It seems we are always looking over our shoulder at the other guy and wanting to know what their life is going to be like. We focus a great deal on the other guy’s destiny instead of focusing on what God had called us to in our life. In doing this we often block or slow down the progress of God’s purposes for us. It is true; we all have a bit of Peter in us:
The third time Jesus said to Peter, “Simon son of John, do you love me?” Peter was hurt because Jesus asked him the third time, “Do you love me?” He said, “Lord, you know all things; you know that I love you.” Jesus said, “Feed my sheep. I tell you the truth, when you were younger you dressed yourself and went where you wanted; but when you are old you will stretch out your hands, and someone else will dress you and lead you where you do not want to go.” Jesus said this to indicate the kind of death by which Peter would glorify God. Then he said to him, “Follow me!”
Peter turned and saw that the disciple whom Jesus loved was following them…When Peter saw him, he asked, “Lord, what about him?”
Jesus answered, “If I want him to remain alive until I return, what is that to you? You must follow me.” (John 21:17-23).
Jesus laid out for Peter his life purpose and destiny. He would lead the flock of God by teaching them the gospel and making disciples. He also revealed that Peter’s calling came with a great price, death. Indeed, Peter did die for his faith. But he will always be remembered as a great leader who preached boldly the word of God and God honored His calling by having many come to a saving knowledge and faith in Jesus Christ.
John, however, had a different calling. He wrote five books of the New Testament. He was a church leader in Jerusalem and eventually Ephesus. Later in his life he was sent in exile to the Island of Patmos where he wrote the book of Revelation. Unlike the martyred Peter, his life ended of natural causes. However, his life did not end in comfort. His mission also came with a very high price tag.
Both Peter and John had very specific missions and definitive ways to live them out. Both cost them greatly, but their mission to spread the gospel of Christ was one. While different in destiny, they both pressed on toward the goal for which God had called them heavenward in Jesus.
This is such a good lesson for those of us who are always looking over our shoulder and either wanting to be someone else or judging the destiny of another. Jesus’s stout words to Peter are also clearly commanded of us, “Follow Me!”
Paraphrasing Jesus’s words, He says, “Focus on Me, My friends. Your mission is important to Me and if you Follow Me as I have commanded you, then the fruit of your labors will be great and I will be glorified!”

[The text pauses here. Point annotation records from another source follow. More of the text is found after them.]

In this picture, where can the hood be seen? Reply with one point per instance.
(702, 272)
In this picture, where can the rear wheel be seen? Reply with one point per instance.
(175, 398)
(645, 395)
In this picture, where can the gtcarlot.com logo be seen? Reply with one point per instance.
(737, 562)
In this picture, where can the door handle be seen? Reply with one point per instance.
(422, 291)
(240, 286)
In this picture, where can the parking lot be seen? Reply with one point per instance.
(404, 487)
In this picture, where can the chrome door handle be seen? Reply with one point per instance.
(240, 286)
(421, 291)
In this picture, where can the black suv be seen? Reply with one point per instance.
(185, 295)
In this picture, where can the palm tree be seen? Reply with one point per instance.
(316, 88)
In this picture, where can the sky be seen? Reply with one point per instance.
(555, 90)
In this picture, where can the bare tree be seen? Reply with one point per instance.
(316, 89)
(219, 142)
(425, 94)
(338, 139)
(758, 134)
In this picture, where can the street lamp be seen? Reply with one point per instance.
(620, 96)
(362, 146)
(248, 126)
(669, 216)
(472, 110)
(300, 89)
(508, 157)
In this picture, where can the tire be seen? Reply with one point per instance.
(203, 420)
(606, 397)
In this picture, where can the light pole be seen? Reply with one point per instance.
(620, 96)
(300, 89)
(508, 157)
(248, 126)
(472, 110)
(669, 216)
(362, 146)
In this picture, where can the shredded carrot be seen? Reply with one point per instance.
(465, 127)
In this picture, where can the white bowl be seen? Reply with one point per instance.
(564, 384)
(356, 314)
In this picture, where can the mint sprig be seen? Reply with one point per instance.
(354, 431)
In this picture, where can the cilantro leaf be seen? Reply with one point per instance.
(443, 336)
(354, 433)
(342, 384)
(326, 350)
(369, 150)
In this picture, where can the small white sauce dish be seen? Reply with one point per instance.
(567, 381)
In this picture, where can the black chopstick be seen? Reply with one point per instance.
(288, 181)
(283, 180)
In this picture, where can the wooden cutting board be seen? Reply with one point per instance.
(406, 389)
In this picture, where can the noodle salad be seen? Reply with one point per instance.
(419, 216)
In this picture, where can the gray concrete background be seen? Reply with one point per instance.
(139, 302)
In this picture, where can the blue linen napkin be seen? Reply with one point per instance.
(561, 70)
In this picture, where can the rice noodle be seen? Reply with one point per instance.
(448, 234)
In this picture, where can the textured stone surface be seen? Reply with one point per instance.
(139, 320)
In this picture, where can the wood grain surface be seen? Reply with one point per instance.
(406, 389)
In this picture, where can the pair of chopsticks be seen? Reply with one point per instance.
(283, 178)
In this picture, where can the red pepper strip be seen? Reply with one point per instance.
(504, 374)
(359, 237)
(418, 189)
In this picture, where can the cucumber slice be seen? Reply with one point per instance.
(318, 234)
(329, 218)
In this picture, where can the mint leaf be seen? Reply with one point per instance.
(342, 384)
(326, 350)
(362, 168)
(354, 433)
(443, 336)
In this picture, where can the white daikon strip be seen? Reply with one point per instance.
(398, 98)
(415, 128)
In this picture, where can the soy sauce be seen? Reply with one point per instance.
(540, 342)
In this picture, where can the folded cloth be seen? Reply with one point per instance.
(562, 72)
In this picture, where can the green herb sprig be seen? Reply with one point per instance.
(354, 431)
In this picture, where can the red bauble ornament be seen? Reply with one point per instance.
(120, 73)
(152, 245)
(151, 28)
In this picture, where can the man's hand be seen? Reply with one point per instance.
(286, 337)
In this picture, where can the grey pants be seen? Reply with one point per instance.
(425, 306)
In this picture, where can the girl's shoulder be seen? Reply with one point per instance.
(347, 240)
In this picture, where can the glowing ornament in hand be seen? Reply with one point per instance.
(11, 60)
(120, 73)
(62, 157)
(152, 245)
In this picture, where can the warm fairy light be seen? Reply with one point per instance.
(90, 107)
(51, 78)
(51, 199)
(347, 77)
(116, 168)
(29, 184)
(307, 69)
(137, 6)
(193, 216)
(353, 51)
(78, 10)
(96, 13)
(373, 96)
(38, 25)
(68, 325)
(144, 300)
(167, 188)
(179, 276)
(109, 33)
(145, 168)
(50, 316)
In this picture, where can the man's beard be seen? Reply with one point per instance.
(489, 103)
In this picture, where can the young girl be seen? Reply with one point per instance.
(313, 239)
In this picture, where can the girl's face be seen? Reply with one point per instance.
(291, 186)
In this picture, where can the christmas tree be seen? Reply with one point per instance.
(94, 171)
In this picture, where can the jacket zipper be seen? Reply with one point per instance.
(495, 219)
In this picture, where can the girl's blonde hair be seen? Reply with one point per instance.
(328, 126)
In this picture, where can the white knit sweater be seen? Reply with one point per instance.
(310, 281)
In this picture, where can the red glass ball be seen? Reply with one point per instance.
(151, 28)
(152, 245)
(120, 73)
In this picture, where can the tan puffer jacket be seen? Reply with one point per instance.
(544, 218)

Three ways to stop looking over your shoulder:
1. Discover God’s unique calling for your life by searching the scriptures.
2. Ask the Holy Spirit to show you the gifts and passions He has given you.
3. Focus on those gifts and passions by learning more about them and then putting them into daily practice.
Concerning others, the only thing we are to do is to pray for them, love, serve, and encourage them. All else is of the devil. Remember, love does not envy, and coveting is a sin.
Who do you need to stop comparing yourself to? What unique calling has God called you to fulfill? How can you only follow Jesus?